Rack: Wird die EU-Kommission zum Parksheriff?  

erstellt am
26. 09. 07

Neues Grünbuch kein Musterbeispiel der besseren Rechtsetzung
Strassburg (övp-pd) - "Wer das neue EU- Grünbuch zur städtischen Mobilität liest, muss sich fragen, ob die Kommission ihre eigenen Ziele zur besseren Rechtsetzung wirklich ernst nimmt: Citymaut, Parkraumbewirtschaftung und Fahrradwege sind nicht unbedingt ein Signal dafür, dass sich die Kommission auf ihre Kernkompetenzen konzentrieren will", sagte der Verkehrssprecher der ÖVP-Delegation im Europäischen Parlament, Univ. Prof. Dr. Reinhard Rack. "Auch wenn durchaus wichtige Fragen für eine gesunde Zukunft unserer Städte angesprochen werden, gewinnt man doch den Eindruck, dass sich die EU-Kommission erneut in zu viel einmischen will - und das ist kein gutes Zeichen für eine Verbesserung der Glaubwürdigkeit der Union bei den Bürgern", so Rack weiter.

Grundsätzlich begrüßte Rack, dass sich die Kommission Gedanken darüber mache, wie es den Menschen Europas in ihrem unmittelbaren Lebensumfeld gehe: "Nahezu alle Städte Europas haben heute mit immer mehr und größeren Problemen zu kämpfen. Viele dieser Probleme gleichen sich, den meisten Herausforderungen wird man aber nur mit maßgeschnittenen Lösungen begegnen können", sagte Rack. "Es kann keinen 'one size fits all'-Ansatz geben, mit dem die Kommission alle Probleme lösen kann."

Viel sinnvoller sei daher jener Teil des Grünbuchs, in dem die Kommission auf bereits bestehende Praktiken und einen 'bottom up'- Ansatz konzentriere. "Die Städte haben die Zeichen der Zeit schon längst erkannt und versuchen, oft im Verbund und durch den Austausch von Ideen und best practice-Modellen gegenzusteuern. Die Kommission stellt sich in ihrem Grünbuch deutlich hinter die Aktivitäten und Ideen der Civitas-Initiative", freut sich Rack. CIVITAS ist eine Initiative der EU zur Förderung eines sauberen und effizienten Stadtverkehrs durch die Umsetzung innovativer Strategien. Die Stadt Graz ist im Rahmen von Civitas mit Projekten zur Förderung der Nachhaltigkeit und Effizienz des städtischen Verkehrssystems sehr aktiv.

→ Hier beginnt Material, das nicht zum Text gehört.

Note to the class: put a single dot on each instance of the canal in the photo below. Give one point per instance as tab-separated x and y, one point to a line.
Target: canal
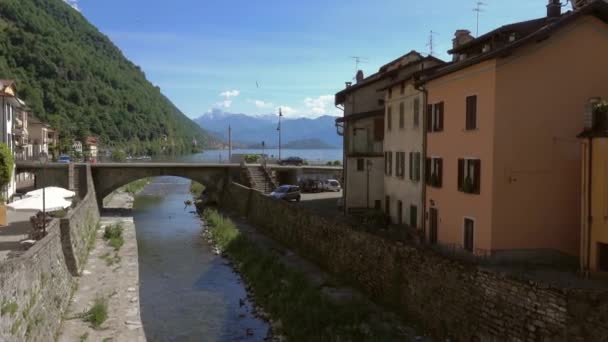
187	293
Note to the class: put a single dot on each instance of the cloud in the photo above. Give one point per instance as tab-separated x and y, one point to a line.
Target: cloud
73	3
322	105
261	104
230	93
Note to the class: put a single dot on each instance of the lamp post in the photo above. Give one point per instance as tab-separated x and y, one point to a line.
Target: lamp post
43	160
279	129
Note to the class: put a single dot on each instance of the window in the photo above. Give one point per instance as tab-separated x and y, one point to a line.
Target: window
434	172
415	166
435	117
469	233
399	212
416	112
413	216
471	115
401	115
469	176
360	164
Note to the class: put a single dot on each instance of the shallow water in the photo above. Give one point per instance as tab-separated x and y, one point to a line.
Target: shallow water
187	292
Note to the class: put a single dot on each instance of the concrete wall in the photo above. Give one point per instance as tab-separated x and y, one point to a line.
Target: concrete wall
36	286
537	167
446	297
407	139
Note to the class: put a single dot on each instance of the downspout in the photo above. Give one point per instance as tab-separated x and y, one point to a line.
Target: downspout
589	212
425	93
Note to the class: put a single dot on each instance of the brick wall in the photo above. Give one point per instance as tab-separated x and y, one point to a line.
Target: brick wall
35	287
447	297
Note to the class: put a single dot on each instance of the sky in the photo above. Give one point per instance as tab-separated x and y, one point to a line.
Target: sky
252	57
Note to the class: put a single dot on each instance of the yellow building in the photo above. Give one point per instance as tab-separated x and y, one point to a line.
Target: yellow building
594	218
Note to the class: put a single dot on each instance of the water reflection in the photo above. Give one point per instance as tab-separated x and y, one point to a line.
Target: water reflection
187	292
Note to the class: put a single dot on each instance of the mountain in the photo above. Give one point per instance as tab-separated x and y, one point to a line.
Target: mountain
75	78
248	130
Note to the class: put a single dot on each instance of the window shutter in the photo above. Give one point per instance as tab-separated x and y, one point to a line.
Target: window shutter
440	116
427	171
460	174
429	118
440	171
477	181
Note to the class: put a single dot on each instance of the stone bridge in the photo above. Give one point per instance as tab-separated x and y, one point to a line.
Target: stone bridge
108	177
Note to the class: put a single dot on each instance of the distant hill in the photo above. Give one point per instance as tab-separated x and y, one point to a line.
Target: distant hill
74	77
248	130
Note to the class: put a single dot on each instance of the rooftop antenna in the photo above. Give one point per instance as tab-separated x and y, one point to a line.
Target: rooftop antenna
359	60
431	43
478	9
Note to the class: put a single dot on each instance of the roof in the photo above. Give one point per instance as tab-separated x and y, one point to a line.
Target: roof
362	115
598	8
381	74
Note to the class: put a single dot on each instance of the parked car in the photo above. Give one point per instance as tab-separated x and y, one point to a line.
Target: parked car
297	161
331	185
287	193
64	159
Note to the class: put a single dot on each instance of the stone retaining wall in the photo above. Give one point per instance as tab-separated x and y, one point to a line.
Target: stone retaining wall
36	287
447	297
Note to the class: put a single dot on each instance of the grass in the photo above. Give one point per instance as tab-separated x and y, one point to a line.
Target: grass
287	294
113	235
196	189
136	186
98	313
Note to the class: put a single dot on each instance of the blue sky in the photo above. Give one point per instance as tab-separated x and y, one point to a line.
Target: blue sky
208	54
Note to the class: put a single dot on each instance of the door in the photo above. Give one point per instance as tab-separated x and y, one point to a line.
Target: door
433	218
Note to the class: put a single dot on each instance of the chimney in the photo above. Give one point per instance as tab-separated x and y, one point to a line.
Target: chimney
554	9
359	77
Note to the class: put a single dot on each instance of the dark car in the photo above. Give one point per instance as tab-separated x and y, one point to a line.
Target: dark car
297	161
287	192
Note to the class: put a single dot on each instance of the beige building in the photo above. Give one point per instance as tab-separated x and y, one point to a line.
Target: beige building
363	127
404	145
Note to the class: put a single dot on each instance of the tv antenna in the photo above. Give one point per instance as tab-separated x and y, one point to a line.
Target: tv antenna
431	43
359	60
478	9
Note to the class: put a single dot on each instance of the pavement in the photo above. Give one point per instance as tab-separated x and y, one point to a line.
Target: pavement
322	203
17	230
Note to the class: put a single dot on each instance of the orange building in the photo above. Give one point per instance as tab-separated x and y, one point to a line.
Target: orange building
503	162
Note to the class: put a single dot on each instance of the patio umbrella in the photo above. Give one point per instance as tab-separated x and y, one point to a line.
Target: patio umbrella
53	203
52	191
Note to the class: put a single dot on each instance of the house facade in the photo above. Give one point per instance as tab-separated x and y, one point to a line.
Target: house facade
503	162
404	145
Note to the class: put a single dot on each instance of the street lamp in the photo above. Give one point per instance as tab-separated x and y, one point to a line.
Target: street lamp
44	158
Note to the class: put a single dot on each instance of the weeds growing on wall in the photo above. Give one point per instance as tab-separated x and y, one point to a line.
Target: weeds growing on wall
306	314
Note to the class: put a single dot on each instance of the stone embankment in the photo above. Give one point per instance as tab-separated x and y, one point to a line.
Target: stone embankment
447	297
112	275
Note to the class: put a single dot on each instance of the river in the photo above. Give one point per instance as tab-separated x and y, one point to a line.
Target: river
187	293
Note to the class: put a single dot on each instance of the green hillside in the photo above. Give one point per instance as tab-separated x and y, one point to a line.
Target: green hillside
74	77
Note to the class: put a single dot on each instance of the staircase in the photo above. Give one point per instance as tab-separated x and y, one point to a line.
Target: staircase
260	180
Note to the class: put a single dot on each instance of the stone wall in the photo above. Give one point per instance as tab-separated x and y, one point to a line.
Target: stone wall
447	297
36	287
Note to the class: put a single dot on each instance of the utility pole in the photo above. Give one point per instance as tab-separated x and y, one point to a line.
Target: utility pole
431	43
279	129
478	10
229	143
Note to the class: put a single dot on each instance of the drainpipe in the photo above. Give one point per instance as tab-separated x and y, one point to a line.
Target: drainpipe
589	212
425	93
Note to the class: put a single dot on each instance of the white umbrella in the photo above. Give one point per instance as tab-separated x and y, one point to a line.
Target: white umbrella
53	203
52	191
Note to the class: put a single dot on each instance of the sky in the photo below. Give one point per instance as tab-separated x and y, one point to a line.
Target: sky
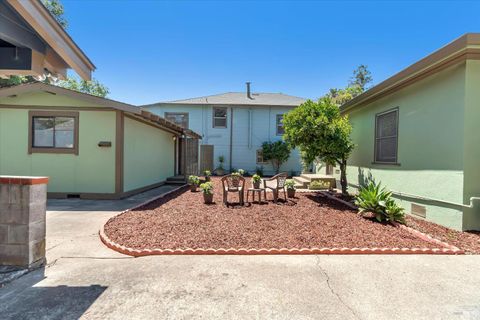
151	51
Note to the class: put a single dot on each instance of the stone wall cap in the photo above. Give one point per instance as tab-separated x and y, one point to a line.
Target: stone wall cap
23	180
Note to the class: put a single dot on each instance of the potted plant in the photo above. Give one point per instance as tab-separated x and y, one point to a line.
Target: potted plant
256	179
207	174
236	179
194	181
290	185
207	189
220	171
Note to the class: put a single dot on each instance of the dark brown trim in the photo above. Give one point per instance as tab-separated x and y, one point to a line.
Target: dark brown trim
61	108
119	150
72	114
397	110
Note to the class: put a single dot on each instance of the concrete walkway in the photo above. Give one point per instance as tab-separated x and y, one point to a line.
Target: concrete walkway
84	279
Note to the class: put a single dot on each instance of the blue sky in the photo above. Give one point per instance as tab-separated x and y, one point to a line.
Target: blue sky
150	51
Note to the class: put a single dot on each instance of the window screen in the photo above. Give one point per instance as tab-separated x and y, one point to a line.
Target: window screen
219	117
386	137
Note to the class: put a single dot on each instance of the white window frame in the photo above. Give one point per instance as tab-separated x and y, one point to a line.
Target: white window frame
377	138
215	118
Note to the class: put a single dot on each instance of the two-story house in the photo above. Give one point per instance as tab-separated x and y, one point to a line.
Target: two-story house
234	125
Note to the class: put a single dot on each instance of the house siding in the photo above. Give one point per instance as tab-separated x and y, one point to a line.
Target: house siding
148	155
247	136
430	145
91	171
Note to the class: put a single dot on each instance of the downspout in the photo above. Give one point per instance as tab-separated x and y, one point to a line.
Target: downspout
231	138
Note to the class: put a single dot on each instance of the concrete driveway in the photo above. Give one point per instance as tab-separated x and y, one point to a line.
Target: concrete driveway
84	279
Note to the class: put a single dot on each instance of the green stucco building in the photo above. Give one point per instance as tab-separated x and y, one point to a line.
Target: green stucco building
418	133
88	146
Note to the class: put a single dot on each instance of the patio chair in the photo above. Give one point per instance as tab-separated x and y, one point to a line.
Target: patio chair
276	183
233	183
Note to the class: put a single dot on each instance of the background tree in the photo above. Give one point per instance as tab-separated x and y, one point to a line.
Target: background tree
319	130
93	87
276	152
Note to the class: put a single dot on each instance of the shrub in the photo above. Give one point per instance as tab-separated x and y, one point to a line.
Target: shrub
207	187
194	180
276	152
256	178
319	185
290	184
259	171
378	201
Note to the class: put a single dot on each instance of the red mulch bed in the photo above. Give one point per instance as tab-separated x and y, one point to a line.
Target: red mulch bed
469	241
310	220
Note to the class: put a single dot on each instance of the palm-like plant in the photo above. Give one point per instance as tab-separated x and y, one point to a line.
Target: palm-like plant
377	200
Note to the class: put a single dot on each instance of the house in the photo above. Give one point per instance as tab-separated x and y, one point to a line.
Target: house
89	147
418	134
33	43
234	125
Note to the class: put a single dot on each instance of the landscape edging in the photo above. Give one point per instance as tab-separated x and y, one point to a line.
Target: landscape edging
447	250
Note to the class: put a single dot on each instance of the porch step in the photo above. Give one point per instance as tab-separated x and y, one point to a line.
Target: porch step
301	182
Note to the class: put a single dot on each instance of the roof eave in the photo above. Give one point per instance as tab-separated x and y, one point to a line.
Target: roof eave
465	47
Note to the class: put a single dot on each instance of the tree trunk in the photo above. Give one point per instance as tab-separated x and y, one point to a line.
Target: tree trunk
343	176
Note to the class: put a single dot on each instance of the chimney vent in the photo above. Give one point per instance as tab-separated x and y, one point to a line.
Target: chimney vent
249	93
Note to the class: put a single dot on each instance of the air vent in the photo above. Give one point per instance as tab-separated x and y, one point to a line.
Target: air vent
419	211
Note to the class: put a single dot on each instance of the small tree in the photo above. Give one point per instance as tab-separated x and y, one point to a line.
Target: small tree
320	132
276	152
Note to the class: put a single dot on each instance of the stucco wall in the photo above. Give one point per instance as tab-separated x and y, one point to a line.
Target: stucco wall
148	155
245	141
430	144
91	171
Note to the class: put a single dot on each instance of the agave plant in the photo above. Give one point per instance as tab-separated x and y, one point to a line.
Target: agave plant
378	201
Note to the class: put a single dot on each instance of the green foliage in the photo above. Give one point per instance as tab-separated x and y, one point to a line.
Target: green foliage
56	9
92	87
194	180
259	171
321	133
319	185
378	201
290	184
207	187
276	152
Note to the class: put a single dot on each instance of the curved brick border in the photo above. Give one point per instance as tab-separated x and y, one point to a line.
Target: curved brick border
447	248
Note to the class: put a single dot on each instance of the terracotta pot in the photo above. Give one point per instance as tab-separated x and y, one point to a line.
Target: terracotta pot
208	198
291	193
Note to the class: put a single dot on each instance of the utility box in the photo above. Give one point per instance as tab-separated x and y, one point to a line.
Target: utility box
23	202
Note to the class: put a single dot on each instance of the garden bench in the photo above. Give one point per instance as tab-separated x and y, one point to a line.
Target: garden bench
276	184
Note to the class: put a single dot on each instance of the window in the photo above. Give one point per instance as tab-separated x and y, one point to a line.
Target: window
53	132
260	157
219	117
386	136
280	130
179	118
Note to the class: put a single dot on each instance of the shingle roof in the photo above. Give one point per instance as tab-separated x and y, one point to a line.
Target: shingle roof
240	98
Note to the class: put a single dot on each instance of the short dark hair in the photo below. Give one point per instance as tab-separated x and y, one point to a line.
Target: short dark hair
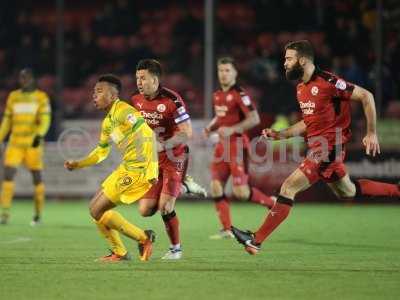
151	65
111	79
226	60
303	48
28	71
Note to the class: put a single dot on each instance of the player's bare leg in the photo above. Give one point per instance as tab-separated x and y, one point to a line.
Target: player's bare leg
346	188
294	184
7	193
110	223
39	196
223	210
246	193
166	206
148	207
192	187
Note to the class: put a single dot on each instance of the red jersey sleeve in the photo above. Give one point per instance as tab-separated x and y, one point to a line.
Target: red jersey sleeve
343	88
244	101
179	111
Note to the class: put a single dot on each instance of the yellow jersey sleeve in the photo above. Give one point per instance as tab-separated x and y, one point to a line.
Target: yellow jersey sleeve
102	150
7	118
44	114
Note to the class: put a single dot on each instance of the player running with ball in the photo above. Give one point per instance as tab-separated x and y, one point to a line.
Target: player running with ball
125	126
324	99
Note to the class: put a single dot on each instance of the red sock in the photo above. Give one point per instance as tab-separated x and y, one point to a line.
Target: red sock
171	223
275	217
259	197
224	213
376	188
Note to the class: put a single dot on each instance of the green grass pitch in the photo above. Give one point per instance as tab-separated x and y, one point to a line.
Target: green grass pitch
321	252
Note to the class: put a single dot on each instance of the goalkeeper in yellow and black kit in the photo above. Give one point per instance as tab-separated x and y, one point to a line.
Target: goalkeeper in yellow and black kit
27	117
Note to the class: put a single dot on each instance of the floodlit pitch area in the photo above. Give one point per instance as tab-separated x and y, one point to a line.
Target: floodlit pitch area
321	252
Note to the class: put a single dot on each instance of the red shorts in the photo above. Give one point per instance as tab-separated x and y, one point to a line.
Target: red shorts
171	174
231	160
328	170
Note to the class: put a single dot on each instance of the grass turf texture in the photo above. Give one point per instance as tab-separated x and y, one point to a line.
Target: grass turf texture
321	252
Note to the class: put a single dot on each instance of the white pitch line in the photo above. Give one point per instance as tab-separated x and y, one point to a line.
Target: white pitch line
17	240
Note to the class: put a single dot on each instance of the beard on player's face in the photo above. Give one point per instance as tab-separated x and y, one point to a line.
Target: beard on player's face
295	72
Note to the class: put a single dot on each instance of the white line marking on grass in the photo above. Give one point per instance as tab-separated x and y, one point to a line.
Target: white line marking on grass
17	240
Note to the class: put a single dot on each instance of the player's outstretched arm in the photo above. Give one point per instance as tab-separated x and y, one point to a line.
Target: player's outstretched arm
6	122
297	129
99	154
5	127
370	141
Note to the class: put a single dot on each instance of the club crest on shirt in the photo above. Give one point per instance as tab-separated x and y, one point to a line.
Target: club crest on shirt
341	84
246	100
161	107
314	90
307	107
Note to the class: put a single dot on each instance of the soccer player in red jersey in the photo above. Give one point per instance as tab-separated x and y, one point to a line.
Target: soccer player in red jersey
324	99
235	113
165	112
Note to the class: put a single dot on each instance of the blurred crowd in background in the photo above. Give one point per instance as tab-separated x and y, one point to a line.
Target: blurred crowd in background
111	36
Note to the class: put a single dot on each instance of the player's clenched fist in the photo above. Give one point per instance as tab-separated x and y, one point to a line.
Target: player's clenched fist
270	134
70	165
371	144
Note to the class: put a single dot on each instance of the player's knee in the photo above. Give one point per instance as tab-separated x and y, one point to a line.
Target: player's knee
288	191
348	192
9	173
241	194
95	213
216	189
146	211
36	177
167	207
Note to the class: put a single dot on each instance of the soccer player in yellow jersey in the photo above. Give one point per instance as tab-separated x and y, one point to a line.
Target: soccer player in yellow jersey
27	117
125	126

Das Grünbuch zur städtischen Mobilität wird jetzt dem Verkehrsausschuss des Europäischen Parlaments zur weiteren Behandlung zugeleitet. "Ich werde mich in den kommenden Monaten intensiv diesem Thema widmen", kündigt Rack an. "Zu tun gibt es in den Städten genug - aber die EU ist kein Stadtplaner. Hier muss das Prinzip der Subsidiarität greifen", so Rack abschließend.